Signed-off-by: Filipe Oliveira <[email protected]>

codecov · 2023-10-26T20:25:32Z

Codecov Report

All modified and coverable lines are covered by tests ✅

Comparison is base (cf6b5e4) 93.92% compared to head (d6eea48) 94.08%.

Additional details and impacted files

@@            Coverage Diff             @@
##             main    #1396      +/-   ##
==========================================
+ Coverage   93.92%   94.08%   +0.16%     
==========================================
  Files          91       91              
  Lines        6787     6802      +15     
==========================================
+ Hits         6375     6400      +25     
+ Misses        412      402      -10

Files	Coverage Δ
pandera/backends/pyspark/container.py	`72.52% <100.00%> (+5.04%)`	⬆️
pandera/backends/pyspark/decorators.py	`100.00% <100.00%> (+4.00%)`	⬆️

... and 2 files with indirect coverage changes

☔ View full report in Codecov by Sentry.
📢 Have feedback on the report?
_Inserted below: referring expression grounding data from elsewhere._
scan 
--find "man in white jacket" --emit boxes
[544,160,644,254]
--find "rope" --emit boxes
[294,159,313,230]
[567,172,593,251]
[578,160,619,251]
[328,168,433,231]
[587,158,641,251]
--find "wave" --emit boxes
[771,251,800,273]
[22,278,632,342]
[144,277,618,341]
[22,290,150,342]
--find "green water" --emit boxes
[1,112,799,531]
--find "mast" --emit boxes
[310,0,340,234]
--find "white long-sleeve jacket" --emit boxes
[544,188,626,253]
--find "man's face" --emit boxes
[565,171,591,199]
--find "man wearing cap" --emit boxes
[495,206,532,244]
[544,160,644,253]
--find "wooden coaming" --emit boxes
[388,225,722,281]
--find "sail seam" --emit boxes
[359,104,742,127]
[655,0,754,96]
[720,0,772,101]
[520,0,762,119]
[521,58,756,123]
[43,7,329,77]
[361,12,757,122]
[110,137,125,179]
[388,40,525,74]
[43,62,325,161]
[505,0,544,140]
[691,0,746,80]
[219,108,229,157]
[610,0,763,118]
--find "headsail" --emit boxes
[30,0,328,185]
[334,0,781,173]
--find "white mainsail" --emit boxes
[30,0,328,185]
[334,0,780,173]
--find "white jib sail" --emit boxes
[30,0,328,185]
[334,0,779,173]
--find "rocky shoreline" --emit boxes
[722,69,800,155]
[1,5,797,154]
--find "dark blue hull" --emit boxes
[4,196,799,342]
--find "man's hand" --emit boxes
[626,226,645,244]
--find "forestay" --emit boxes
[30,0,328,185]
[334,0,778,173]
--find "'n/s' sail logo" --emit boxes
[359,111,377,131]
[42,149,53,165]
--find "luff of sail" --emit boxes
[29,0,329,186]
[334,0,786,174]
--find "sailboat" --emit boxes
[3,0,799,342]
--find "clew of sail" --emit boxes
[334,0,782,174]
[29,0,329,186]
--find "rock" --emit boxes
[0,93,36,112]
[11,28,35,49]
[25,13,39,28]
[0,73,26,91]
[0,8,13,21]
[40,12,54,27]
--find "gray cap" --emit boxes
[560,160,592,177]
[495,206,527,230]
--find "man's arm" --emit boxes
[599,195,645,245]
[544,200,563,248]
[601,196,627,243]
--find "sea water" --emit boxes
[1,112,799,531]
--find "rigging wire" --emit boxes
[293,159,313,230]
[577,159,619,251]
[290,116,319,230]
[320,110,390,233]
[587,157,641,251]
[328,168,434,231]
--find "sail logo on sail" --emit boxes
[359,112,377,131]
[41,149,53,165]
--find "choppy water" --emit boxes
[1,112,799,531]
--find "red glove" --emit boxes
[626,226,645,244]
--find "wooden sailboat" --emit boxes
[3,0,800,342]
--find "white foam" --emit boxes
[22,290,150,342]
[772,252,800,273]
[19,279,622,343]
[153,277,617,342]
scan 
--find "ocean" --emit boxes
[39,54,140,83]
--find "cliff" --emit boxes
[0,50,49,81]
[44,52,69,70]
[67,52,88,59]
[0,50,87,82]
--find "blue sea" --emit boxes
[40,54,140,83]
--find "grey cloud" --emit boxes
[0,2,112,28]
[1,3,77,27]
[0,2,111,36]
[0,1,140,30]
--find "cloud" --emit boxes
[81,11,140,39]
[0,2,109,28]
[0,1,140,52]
Share it here.

filipeo2-mck · 2023-10-26T20:28:10Z

pandera/backends/pyspark/container.py

-        def _coerce_df_dtype(obj: DataFrame) -> DataFrame:
-            if schema.dtype is None:
-                raise ValueError(
-                    "dtype argument is None. Must specify this argument "
-                    "to coerce dtype"
-                )
-
-            try:
-                return schema.dtype.try_coerce(obj)
-            except ParserError as exc:
-                raise SchemaError(
-                    schema=schema,
-                    data=obj,
-                    message=(
-                        f"Error while coercing '{schema.name}' to type "
-                        f"{schema.dtype}: {exc}\n{exc.failure_cases}"
-                    ),
-                    failure_cases=exc.failure_cases,
-                    check=f"coerce_dtype('{schema.dtype}')",
-                ) from exc
-


Different from pandas namespace, this function was not being used inside the coercion functions. Removed.

filipeo2-mck · 2023-10-26T20:29:25Z

pandera/backends/pyspark/decorators.py

@@ -89,17 +105,12 @@ def wrapper(self, *args, **kwargs):
                    return func(self, *args, **kwargs)
                else:
                    warnings.warn(
-                        "Skipping Execution of function as parameters set to DATA_ONLY ",
+                        f"Skipping execution of function {func.__name__} as validation depth is set to DATA_ONLY ",


Improving warning messages

filipeo2-mck · 2023-10-26T20:29:34Z

tests/pyspark/test_pyspark_config.py

@@ -53,7 +53,7 @@ def test_schema_only(self, spark, sample_spark_schema):
        CONFIG.validation_enabled = True
        CONFIG.validation_depth = ValidationDepth.SCHEMA_ONLY

-        pandra_schema = DataFrameSchema(
+        pandera_schema = DataFrameSchema(


filipeo2-mck · 2023-10-26T20:40:17Z

btw, it looks like pyspark/* tests are not running by default:

I believe these is the reason for the failing test coverage reports. All pyspark/* tests run fine when I force them to run locally:

filipeo2-mck · 2023-10-26T20:45:05Z

pandera/backends/pyspark/container.py

+    @validate_scope(scope=ValidationScope.DATA)
+    def _data_checks(


A separate function was defined to run DATA-related validations when this validation depth is enabled, given that the existing one (_schema_checks) is designated to SCHEMA-related validations.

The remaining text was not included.